FernandoMania south of the border 

It’s only appropriate that the two things that define Mexican baseball history have their own history.  A young Fernando Valenzuela played in the park with the Leones de Yucatan before the late Los Angeles Dodgers scout Mike Brito discovered him while at a Mexican League game.

In 1992 post American FernandoMania, the Charros de Jalisco bought out Valenezuela’s contract from the Detroit Tigers. The Mexican League had its own FernandoMania as El Toro toured his country selling out ballparks.

“The ballpark had historic moments like the big leaguers playing on the diamond. But I’ll never forget when Fernando came back to pitch at the park,” Gaby Fernandez de Lara said. “His presence caused an unquestionable sellout. There may have been people even watching atop the lights that night to get a glimpse of El Toro returning as a legend.”

In June 2000 the stadium opened its doors one final time. It was only appropriate that the final game was the Mexico City rivalry between Diablos Rojos de México and los Tigres Capitalinos.   

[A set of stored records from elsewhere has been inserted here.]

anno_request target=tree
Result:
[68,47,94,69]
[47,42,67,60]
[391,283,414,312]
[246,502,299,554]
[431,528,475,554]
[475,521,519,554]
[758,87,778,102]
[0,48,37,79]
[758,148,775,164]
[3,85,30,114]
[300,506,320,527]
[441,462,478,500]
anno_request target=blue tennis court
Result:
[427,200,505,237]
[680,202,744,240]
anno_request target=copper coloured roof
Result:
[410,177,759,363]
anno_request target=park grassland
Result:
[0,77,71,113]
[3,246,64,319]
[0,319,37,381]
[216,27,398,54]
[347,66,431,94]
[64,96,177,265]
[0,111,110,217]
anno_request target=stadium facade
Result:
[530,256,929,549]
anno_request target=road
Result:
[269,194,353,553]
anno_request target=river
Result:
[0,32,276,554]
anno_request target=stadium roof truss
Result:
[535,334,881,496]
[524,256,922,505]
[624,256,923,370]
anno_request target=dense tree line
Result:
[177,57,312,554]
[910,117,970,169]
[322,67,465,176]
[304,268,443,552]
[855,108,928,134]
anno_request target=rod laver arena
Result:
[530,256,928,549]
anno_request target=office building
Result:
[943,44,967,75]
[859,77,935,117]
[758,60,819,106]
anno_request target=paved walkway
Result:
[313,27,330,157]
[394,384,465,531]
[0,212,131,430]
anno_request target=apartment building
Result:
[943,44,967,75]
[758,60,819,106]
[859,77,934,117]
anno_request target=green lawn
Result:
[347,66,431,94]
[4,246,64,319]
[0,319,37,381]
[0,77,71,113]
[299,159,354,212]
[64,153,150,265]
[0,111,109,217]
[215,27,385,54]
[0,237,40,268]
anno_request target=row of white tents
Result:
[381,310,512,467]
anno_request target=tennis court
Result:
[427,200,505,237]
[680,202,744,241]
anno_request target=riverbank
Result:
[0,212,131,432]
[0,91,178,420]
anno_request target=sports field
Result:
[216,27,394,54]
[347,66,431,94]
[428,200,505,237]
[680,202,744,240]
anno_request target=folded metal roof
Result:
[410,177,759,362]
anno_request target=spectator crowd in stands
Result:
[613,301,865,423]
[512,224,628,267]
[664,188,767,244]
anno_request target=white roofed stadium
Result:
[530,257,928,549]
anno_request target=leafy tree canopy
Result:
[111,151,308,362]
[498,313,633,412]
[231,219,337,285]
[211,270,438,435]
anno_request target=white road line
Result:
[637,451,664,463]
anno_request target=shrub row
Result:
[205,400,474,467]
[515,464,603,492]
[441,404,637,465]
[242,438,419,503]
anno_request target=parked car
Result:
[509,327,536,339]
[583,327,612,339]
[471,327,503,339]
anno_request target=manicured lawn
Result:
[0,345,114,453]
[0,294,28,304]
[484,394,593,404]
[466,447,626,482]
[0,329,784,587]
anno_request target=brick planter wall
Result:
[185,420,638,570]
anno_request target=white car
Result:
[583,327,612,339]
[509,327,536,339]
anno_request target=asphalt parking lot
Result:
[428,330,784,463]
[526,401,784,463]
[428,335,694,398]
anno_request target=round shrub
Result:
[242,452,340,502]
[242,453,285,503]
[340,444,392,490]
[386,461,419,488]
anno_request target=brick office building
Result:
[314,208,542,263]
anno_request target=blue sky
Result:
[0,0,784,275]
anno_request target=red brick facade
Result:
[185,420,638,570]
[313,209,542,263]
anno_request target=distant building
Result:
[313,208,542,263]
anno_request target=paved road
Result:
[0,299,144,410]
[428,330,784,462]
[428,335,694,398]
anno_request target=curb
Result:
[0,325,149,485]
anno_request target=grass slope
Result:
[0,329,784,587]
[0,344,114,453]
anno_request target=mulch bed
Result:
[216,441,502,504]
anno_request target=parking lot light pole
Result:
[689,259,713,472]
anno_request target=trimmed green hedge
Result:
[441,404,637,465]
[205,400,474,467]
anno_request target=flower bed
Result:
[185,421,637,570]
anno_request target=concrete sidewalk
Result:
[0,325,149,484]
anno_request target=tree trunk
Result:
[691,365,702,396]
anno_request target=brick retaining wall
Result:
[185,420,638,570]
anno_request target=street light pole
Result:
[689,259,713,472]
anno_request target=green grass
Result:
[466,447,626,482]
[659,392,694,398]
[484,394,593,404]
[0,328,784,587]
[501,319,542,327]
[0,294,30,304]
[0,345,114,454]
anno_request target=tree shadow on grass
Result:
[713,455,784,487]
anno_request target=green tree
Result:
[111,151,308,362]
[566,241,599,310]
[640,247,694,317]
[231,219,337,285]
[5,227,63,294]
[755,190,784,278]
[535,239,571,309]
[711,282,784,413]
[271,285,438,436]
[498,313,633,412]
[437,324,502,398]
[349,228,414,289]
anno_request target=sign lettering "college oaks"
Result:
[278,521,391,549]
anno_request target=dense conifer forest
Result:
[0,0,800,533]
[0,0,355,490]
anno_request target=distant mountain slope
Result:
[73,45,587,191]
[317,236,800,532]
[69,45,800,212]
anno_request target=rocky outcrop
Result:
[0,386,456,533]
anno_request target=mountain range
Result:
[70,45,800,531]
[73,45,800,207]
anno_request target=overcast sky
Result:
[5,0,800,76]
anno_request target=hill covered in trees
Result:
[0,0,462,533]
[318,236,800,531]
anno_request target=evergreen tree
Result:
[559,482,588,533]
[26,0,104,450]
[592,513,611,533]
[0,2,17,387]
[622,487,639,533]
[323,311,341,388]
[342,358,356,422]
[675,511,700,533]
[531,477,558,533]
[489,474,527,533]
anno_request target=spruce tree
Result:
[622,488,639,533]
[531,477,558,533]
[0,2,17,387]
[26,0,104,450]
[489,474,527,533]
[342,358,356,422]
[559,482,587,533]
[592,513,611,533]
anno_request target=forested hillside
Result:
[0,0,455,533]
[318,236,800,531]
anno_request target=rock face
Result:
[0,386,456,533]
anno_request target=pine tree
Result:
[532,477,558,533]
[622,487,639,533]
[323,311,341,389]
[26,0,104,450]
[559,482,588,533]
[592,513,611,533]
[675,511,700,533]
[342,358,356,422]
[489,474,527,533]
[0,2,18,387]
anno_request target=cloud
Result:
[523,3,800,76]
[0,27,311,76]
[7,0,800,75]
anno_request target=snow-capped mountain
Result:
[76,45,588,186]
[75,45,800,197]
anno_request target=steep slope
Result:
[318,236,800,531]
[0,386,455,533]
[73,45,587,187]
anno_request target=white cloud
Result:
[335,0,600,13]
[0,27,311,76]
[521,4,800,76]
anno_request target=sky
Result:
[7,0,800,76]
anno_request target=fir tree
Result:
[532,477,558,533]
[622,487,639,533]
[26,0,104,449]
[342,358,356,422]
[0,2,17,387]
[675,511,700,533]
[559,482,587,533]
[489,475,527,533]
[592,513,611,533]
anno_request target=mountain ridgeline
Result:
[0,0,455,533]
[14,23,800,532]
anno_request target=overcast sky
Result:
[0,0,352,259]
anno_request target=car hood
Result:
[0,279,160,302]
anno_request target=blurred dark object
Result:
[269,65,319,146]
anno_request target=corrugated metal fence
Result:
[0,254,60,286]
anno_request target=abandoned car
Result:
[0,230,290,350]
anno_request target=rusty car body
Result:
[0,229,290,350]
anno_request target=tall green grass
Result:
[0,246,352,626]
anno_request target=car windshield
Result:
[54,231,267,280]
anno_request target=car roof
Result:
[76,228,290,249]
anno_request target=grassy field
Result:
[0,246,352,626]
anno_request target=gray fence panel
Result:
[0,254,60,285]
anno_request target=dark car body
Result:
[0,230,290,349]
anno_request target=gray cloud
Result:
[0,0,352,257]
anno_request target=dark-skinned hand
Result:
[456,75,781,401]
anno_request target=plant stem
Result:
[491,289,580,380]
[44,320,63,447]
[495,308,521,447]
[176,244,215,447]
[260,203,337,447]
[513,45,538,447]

The Diablos beat their gran rivales 9-7. Like the fans, Mother Nature didn’t want to see the stadium shut down. The final game was delayed due to rain, and the final out was collected well after midnight.  

Fittingly in unique Mexican tradition, a mariachi band came in playing the famous Mexican farewell song Las Golondrinas. Many fans teared up in one last goodbye to la catedral del béisbol Mexicano.

In March 2019 the Diablos Rojos opened Estadio Alfredo Harp Helú. The beautiful ballpark included a team museum in the city’s Ciudad Deportiva. Béisbol indeed is still one of Mexico’s great pastimes.